5

I'm trying to use gnu parallel with some basic bioinformatic tools, e.g. lastz. So say I have 10 seqs, and I want to use lastz on all of them, I use:

parallel --dryrun lastz 'pathToFile/seq{}.fa query.fasta --format=text > LASTZ_results_seq{}' ::: {1..10} 

Which works fine and returns:

lastz pathToFile/seq1.fa query.fasta --format=text > LASTZ_results_seq1
lastz pathToFile/seq2.fa query.fasta --format=text > LASTZ_results_seq2
lastz pathToFile/seq3.fa query.fasta --format=text > LASTZ_results_seq3
...
lastz pathToFile/seq10.fa query.fasta --format=text > LASTZ_results_seq10

But ideally I'd like this step to be part of a bash script which takes three command-line arguments, so the number of seqs (eg. 1 to 10) is given in the command-line (with $2 = startValue, $3 = endValue).

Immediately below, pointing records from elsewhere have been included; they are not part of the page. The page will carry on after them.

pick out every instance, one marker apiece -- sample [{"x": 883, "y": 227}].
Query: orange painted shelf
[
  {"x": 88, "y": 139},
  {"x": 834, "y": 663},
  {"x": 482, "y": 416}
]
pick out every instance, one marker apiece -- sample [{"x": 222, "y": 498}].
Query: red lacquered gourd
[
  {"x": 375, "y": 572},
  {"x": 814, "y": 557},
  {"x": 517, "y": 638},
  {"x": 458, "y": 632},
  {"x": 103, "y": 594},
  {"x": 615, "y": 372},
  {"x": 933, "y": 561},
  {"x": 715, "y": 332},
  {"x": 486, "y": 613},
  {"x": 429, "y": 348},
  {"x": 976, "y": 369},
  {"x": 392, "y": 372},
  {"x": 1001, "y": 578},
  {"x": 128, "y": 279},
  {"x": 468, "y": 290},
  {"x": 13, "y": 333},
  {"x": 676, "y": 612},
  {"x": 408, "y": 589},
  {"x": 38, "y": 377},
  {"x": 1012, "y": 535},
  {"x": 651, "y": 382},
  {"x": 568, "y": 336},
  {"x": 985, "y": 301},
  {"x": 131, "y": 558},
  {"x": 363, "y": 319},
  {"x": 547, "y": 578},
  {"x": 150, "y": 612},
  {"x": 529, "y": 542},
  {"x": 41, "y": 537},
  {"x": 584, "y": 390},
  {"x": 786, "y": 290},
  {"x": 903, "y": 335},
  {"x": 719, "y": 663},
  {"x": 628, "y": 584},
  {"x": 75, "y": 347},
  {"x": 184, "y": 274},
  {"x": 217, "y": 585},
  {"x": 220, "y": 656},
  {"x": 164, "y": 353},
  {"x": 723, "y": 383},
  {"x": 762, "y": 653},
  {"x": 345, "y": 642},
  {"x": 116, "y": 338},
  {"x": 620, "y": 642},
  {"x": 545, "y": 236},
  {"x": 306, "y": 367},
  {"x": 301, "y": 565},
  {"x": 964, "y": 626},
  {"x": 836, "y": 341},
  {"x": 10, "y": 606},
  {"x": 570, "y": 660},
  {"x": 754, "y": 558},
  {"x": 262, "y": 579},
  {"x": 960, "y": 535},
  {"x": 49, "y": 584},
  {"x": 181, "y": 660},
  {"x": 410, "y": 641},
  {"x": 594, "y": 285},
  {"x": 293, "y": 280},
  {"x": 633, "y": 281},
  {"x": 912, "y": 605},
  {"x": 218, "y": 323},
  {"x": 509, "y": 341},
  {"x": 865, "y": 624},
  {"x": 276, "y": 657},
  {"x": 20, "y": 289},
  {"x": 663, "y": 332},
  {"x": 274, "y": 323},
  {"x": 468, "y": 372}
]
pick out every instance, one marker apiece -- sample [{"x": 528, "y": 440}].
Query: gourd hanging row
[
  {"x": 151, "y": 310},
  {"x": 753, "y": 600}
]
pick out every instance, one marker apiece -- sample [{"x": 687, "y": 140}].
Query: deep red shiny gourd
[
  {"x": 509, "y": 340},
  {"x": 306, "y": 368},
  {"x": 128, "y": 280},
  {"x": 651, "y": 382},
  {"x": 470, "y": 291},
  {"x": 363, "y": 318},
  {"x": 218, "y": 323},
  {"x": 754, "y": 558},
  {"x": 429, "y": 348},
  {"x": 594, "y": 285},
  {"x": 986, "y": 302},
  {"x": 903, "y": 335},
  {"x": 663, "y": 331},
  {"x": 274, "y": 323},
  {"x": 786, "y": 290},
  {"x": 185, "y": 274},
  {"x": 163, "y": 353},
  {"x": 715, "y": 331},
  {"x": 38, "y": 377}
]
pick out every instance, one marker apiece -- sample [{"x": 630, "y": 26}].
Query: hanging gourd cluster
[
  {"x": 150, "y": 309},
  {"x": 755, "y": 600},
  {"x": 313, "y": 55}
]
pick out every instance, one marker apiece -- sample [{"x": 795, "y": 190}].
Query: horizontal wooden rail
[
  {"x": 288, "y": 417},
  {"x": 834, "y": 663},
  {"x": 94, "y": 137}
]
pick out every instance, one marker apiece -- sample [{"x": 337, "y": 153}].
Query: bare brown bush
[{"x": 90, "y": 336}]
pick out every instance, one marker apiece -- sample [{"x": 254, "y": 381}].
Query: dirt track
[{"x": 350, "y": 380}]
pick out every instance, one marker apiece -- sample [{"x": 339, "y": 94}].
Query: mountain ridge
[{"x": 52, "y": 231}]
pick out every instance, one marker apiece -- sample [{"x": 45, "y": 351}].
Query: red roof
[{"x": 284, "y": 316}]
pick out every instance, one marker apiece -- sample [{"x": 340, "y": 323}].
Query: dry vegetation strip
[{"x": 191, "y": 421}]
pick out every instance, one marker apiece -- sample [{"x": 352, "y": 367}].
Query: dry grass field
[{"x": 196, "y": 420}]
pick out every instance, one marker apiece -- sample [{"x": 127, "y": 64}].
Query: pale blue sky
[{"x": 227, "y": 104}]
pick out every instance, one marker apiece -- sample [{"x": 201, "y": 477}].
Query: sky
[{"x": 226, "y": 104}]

I thought that changing it to this would work:

parallel --dryrun lastz 'pathToFile/seq{}.fa query.fasta --format=text > LASTZ_results_seq{}' ::: {"$2".."$3"}

but instead, that returns

lastz pathToFile//seq\{\1..\10\} query.fasta --format=text > LASTZ_results_seq\{\1..\10\}

Can anyone please tell me what I'm doing wrong here? It looks like it is interpreting $2 as 1, and $3 as 10, but then fails to treat it as a range of numbers...

gizmo
  • 151
  • 1
  • 7

2 Answers2

8

Bash ranges doesn't accepts variables, see this post:

How do I iterate over a range of numbers defined by variables in Bash?

thus, I suggest you change {$1..$2} to $(seq $1 $2).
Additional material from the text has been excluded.